Microsoft a définitivement mis fin à Skype, vingt-deux ans après son lancement. Ce pionnier des appels vidéo laisse place à Teams, symbole d'une nouvelle ère de communication plus intégrée et plus professionnelle, où la concurrence est rude.
Le 6 mai dernier, Skype a cessé d'émettre. Le fameux logiciel aux appels gratuits, aux sonneries reconnaissables entre mille et aux vidéos saccadées mais pleines d'émotion, rejoint à son tour le cimetière numérique où reposent déjà MSN, Caramail et MySpace. Lancé en 2003, Skype fut le premier à démocratiser la visiophonie sur Internet, bien avant que Zoom ou WhatsApp ne deviennent des réflexes. En vingt-deux ans, il a laissé une empreinte indélébile sur des millions de vies connectées. Sa disparition, orchestrée par Microsoft au profit de sa plateforme Teams, ne signe pas seulement la fin d'un outil : elle raconte aussi un basculement plus vaste.
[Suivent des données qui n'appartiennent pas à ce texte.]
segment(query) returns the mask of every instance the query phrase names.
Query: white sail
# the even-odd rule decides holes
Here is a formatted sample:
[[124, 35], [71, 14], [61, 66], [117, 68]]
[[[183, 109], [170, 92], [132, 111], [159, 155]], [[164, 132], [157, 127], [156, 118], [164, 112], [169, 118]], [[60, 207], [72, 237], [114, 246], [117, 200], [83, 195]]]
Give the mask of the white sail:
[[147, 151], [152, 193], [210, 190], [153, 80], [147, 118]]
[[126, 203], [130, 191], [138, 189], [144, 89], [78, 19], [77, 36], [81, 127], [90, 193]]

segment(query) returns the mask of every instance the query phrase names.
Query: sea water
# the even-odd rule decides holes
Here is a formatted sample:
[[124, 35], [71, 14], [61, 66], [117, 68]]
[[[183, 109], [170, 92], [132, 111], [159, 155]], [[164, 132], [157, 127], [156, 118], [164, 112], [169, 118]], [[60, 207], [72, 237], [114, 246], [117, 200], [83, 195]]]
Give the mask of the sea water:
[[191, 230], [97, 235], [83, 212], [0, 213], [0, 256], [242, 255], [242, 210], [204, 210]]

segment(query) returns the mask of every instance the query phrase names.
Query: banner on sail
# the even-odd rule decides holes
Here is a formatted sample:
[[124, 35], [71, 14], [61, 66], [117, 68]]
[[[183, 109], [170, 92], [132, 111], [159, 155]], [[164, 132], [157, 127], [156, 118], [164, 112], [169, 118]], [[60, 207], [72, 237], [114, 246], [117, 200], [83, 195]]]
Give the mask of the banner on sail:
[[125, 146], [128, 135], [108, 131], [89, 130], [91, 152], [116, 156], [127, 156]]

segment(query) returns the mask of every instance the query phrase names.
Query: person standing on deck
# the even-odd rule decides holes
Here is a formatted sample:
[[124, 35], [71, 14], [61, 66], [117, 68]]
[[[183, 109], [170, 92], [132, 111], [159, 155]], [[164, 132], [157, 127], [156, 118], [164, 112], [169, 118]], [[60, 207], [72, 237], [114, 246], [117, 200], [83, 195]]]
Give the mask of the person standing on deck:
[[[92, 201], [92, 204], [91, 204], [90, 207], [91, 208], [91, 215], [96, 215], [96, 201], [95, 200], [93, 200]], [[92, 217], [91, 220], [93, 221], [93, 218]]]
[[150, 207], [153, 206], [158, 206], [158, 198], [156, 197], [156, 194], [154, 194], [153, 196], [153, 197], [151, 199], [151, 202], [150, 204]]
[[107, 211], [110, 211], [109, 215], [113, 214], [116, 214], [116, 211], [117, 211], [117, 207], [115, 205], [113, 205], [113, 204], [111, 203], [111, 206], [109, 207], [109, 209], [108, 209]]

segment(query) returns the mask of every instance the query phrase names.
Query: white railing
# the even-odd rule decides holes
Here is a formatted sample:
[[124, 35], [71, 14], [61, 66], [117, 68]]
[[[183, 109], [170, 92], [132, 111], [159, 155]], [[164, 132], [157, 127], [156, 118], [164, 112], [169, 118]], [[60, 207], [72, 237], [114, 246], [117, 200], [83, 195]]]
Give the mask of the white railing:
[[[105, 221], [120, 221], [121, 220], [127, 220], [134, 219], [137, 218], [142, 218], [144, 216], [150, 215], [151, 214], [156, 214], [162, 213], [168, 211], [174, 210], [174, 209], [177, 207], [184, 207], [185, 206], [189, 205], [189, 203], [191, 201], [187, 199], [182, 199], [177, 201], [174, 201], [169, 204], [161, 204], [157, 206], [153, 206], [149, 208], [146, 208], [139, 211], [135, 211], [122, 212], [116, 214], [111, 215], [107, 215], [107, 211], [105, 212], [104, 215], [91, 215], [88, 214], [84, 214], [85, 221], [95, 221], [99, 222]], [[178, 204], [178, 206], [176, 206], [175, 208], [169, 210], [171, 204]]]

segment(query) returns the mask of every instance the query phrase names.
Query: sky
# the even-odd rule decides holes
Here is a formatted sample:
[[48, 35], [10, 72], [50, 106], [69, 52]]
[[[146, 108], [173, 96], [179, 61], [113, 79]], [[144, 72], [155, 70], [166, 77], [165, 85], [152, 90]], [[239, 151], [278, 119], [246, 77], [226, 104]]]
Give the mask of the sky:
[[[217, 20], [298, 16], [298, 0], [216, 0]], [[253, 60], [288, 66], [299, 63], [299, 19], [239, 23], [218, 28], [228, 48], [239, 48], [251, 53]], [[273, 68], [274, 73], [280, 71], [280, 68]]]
Une invention européenne devenue phénomène mondial
Skype naît en 2003 d'une ambition simple : permettre à chacun de parler gratuitement, d'un coin du monde à l'autre. À l'origine du projet, deux entrepreneurs scandinaves, Niklas Zennström et Janus Friis, épaulés par une équipe de développeurs estoniens déjà connus pour Kazaa, un logiciel de partage de fichiers controversé. Leur nouveau pari s'appuie sur une technologie innovante pour l'époque, le peer-to-peer, qui permet de faire transiter la voix sur Internet sans passer par les réseaux classiques des opérateurs. Le succès est immédiat : 54 millions d'inscrits en 2005, 100 millions l'année suivante. Skype devient rapidement un verbe, une habitude, une promesse de lien direct et sans coût. Cette réussite attire l'attention des géants américains. eBay débourse 2,6 milliards de dollars pour l'acquérir, avant de le revendre en 2009 à un groupe d'investisseurs. En 2011, c'est Microsoft qui met la main sur le joyau pour 8,5 milliards de dollars, sa plus grosse acquisition à l'époque. Mais l'outil, désormais sous pavillon américain, entre alors dans une longue zone de turbulences.
Un rêve bleu
À son apogée, Skype ne se contentait pas d'être un outil : il était devenu un symbole. Celui d'un monde qui découvrait qu'il pouvait se parler, se voir, se réunir à distance, sans frais ni frontière. Dans les années 2000, il incarnait une forme de magie technologique rendue accessible : celles et ceux qui avaient connu les appels internationaux hors de prix découvraient soudain qu'ils pouvaient parler des heures avec un proche vivant à l'autre bout du globe, pourvu qu'il ait lui aussi une connexion Internet. Les conversations passaient par la voix, puis par la vidéo, avec cette image granuleuse et ces décrochages sonores parfois agaçants mais toujours pardonnés. On s'organisait des « Skypéros » bien avant l'invention du mot, on tombait amoureux, on travaillait ensemble, on apprenait des langues, on gardait le lien. Skype a accompagné une génération d'expatriés, d'étudiants, de familles éclatées sur plusieurs continents. Il a également inauguré une nouvelle manière de vivre les relations, plus fluide, plus immédiate, plus numérique.
Nouvelle ère
Si Skype a ouvert la voie, il n'a pas su tenir la cadence face à une nouvelle génération d'outils plus souples, plus intuitifs, mieux intégrés aux usages mobiles. FaceTime, WhatsApp, Google Meet, Discord, puis surtout Zoom et Microsoft Teams ont peu à peu relégué Skype au rang d'ancêtre sympathique mais dépassé. La pandémie de Covid-19 a accéléré ce déclassement, consacrant Zoom comme le roi de la visioconférence, tandis que Teams s'imposait dans les environnements professionnels. Microsoft, propriétaire des deux derniers, a fini par trancher : plutôt que de maintenir deux services concurrents, mieux valait miser sur le plus prometteur. Teams, lancé en 2017, a été pensé dès le départ comme une évolution de Skype, intégrant messagerie, visioconférence et outils collaboratifs dans une interface unifiée. En 2023, il comptait déjà 320 millions d'utilisateurs quotidiens, contre 36 millions pour Skype. Aujourd'hui, Microsoft veut en faire son fer de lance. L'heure n'est plus à la nostalgie, mais à la consolidation.